If a conflict exists, the tax practitioner may represent the client with consent, but only if he or she reasonably believes that he or she will be able to provide competent representation to each client, the representation is not prohibited by law, and each affected client waives the conflict of interest in writing. Copies of the consent must be retained for at least 36 months after the conclusion of the representation.

One common situation where a conflict of interest may arise is in partnerships, when giving tax advice to one partner with regards to the partnership may adversely affect the other partner. Deciding what type of depreciation to take may benefit one partner, but not the other.

Divorces always create a conflict of interest. Giving tax advice to one spouse may adversely affect the other spouse, especially when it pertains to retirement distributions and property settlements.

Tax practitioners need to watch out for innocent and injured spouse issues. There might be omitted income from sources the taxpayer does not want the spouse to know of. This might be a situation to file married filing separately.

Audits are another example of a potential conflict of interest.

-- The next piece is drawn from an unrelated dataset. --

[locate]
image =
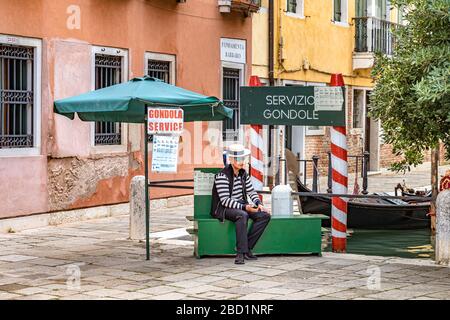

A tax practitioner who prepared the return that is under audit might be worried about preparer penalties, and might be less supportive of the client. The practitioner can only proceed with the audit engagement if he or she believes that they can work in the clients’ best interest, the practitioner is not legally prohibited from continuing the engagement, and each person is notified in writing of the conflict of interest and consents to the engagement.